This is a diff I've primarily uploaded for markj@ to review. I have a tree that imports the wg(4) driver from wireguard-freebsd into sys/dev/wg and this change (along with others in the stack) are further changes to the current wireguard-freebsd driver.

This revision is now accepted and ready to land.Aug 8 2022, 5:13 PM

I don't see how the fences have anything to do with it.

The point of atomic load/stores is so that the compiler does not get ideas of splitting them into multiple instructions and does not get ideas about re-reading them, both of which are no longer guaranteed with the patch at hand.

In D35989#838250, @mjg wrote:

I don't see how the fences have anything to do with it.

The point of atomic load/stores is so that the compiler does not get ideas of splitting them into multiple instructions and does not get ideas about re-reading them, both of which are no longer guaranteed with the patch at hand.

We always assume that a load of an aligned pointer is atomic.

In D35989#838250, @mjg wrote:

I don't see how the fences have anything to do with it.

The point of atomic load/stores is so that the compiler does not get ideas of splitting them into multiple instructions and does not get ideas about re-reading them, both of which are no longer guaranteed with the patch at hand.

We always assume that a load of an aligned pointer is atomic.

That assumption is not valid, although it almost always works out.

What is a serious problem is allowing the compiler to decide to re-read these values, meaning multiple uses of 'so4' in the same func can end up with different values.

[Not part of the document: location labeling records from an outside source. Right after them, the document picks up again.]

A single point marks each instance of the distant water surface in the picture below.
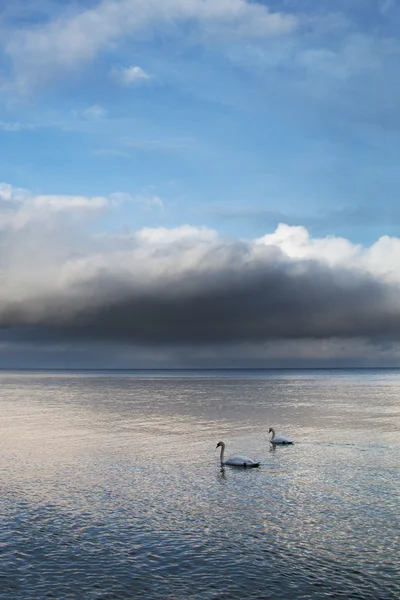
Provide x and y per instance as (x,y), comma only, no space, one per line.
(111,486)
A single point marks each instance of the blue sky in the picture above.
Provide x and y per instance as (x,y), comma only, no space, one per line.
(233,130)
(229,115)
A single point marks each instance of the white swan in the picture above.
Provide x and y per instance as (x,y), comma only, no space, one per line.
(278,439)
(236,461)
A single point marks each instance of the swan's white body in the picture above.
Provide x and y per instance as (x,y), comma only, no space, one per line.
(278,439)
(236,461)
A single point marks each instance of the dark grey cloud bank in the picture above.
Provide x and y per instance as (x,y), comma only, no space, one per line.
(228,294)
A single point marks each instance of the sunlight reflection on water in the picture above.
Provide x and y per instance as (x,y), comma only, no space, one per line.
(111,486)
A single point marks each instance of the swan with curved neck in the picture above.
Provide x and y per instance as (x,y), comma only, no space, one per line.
(278,439)
(235,461)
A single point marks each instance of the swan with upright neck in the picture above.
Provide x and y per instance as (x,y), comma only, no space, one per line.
(278,439)
(235,461)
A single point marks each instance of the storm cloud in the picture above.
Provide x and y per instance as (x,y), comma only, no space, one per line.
(187,286)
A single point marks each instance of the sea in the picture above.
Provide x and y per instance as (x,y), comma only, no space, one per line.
(111,486)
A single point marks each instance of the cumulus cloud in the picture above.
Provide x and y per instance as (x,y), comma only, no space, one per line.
(129,76)
(40,52)
(187,285)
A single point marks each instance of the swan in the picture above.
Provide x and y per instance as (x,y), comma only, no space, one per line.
(236,461)
(278,439)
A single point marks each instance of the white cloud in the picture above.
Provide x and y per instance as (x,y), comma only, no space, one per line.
(19,207)
(10,126)
(38,53)
(129,76)
(94,112)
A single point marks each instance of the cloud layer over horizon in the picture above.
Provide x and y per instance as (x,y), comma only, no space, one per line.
(185,285)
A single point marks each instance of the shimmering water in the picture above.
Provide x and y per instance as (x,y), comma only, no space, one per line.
(111,486)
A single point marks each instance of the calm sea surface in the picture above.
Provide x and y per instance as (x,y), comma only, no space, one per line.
(111,486)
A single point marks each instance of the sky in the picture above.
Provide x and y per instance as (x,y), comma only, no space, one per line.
(199,183)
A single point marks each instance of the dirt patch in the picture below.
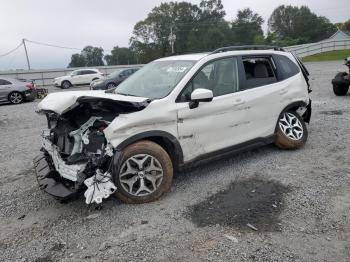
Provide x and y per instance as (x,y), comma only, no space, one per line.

While the sample above is so short I don't believe any compiler would do it, I see 0 reason to make the proposed change. If anything, it is better to add these loads if in any doubt than to skip them.

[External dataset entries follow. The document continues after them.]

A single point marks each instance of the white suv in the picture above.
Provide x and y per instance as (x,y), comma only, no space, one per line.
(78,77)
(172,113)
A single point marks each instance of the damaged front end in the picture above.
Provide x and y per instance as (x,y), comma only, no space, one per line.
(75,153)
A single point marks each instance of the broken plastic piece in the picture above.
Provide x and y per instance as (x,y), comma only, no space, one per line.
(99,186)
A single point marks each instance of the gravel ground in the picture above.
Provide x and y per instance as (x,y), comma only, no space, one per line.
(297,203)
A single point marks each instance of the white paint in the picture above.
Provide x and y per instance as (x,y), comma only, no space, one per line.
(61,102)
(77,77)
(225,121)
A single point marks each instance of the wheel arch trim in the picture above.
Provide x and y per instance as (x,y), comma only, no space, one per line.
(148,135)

In D35989#839387, @mjg wrote:
In D35989#838250, @mjg wrote:

I don't see how the fences have anything to do with it.

The point of atomic load/stores is so that the compiler does not get ideas of splitting them into multiple instructions and does not get ideas about re-reading them, both of which are no longer guaranteed with the patch at hand.

We always assume that a load of an aligned pointer is atomic.

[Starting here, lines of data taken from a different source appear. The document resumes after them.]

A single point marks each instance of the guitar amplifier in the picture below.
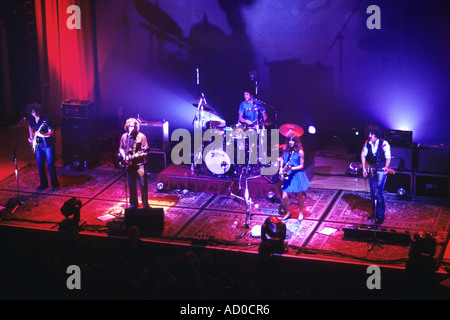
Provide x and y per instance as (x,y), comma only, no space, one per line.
(433,159)
(157,133)
(77,109)
(398,138)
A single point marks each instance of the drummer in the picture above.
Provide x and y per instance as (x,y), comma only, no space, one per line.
(250,109)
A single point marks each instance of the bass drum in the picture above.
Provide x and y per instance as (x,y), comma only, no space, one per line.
(218,161)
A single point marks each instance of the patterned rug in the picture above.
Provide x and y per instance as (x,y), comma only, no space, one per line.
(219,220)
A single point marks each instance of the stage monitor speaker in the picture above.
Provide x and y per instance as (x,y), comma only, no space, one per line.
(157,133)
(367,234)
(150,221)
(79,141)
(430,185)
(402,158)
(400,180)
(433,159)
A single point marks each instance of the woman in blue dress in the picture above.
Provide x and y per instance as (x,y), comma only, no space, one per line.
(295,181)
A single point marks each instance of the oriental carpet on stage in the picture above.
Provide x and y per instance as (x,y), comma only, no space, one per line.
(218,219)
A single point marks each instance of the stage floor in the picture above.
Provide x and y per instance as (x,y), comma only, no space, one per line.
(213,219)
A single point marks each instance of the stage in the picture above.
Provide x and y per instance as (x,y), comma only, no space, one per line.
(200,214)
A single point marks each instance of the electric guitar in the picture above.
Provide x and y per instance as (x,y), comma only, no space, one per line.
(128,161)
(371,170)
(284,175)
(36,140)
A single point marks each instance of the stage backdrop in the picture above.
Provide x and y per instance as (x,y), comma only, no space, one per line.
(316,61)
(66,44)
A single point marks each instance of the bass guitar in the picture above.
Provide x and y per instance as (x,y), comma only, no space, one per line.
(128,161)
(36,140)
(371,170)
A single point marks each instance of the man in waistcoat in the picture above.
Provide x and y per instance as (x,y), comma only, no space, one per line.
(375,159)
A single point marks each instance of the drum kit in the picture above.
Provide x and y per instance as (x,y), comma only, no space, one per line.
(222,163)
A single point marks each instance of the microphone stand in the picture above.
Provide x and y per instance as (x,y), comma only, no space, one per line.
(375,241)
(273,108)
(18,203)
(247,200)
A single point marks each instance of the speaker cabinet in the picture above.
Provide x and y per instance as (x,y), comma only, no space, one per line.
(429,185)
(398,137)
(157,133)
(150,221)
(158,161)
(79,141)
(433,159)
(400,180)
(402,158)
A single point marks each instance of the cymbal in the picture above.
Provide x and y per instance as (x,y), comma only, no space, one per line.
(291,129)
(205,108)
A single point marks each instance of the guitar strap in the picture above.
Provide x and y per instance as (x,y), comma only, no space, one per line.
(379,150)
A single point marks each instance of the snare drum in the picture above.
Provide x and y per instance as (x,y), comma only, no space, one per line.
(218,161)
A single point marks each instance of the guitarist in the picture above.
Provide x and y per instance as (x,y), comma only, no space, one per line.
(292,163)
(377,153)
(132,147)
(41,135)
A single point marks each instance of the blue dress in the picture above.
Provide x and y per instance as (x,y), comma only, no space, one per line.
(297,181)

That assumption is not valid, although it almost always works out.

It's valid for the platforms FreeBSD runs on, this assumption is pervasive in the kernel. (Try enabling KCSAN.)

Above you say that the purpose of atomic_load/store is to provide atomicity of operations, while below you say it's to ensure that values are read or written exactly once so as to satisfy assumptions of some lockfree code. A third reason is to provide sanitizers with a list of "known" unserialized memory accesses.

What is a serious problem is allowing the compiler to decide to re-read these values, meaning multiple uses of 'so4' in the same func can end up with different values. While the sample above is so short I don't believe any compiler would do it, I see 0 reason to make the proposed change. If anything, it is better to add these loads if in any doubt than to skip them.

Looking at the code again, I agree. The accesses in wg_send() should use atomic_load to ensure that the compiler does not reload a socket pointer after it's compared with NULL. The accesses in wg_socket_set() are serialized by the softc mutex, so there we are merely assuming that the stores are atomic and atomic_store does not accomplish anything except educating KCSAN. Clearly I didn't look carefully enough when I reviewed the first time, sorry about that.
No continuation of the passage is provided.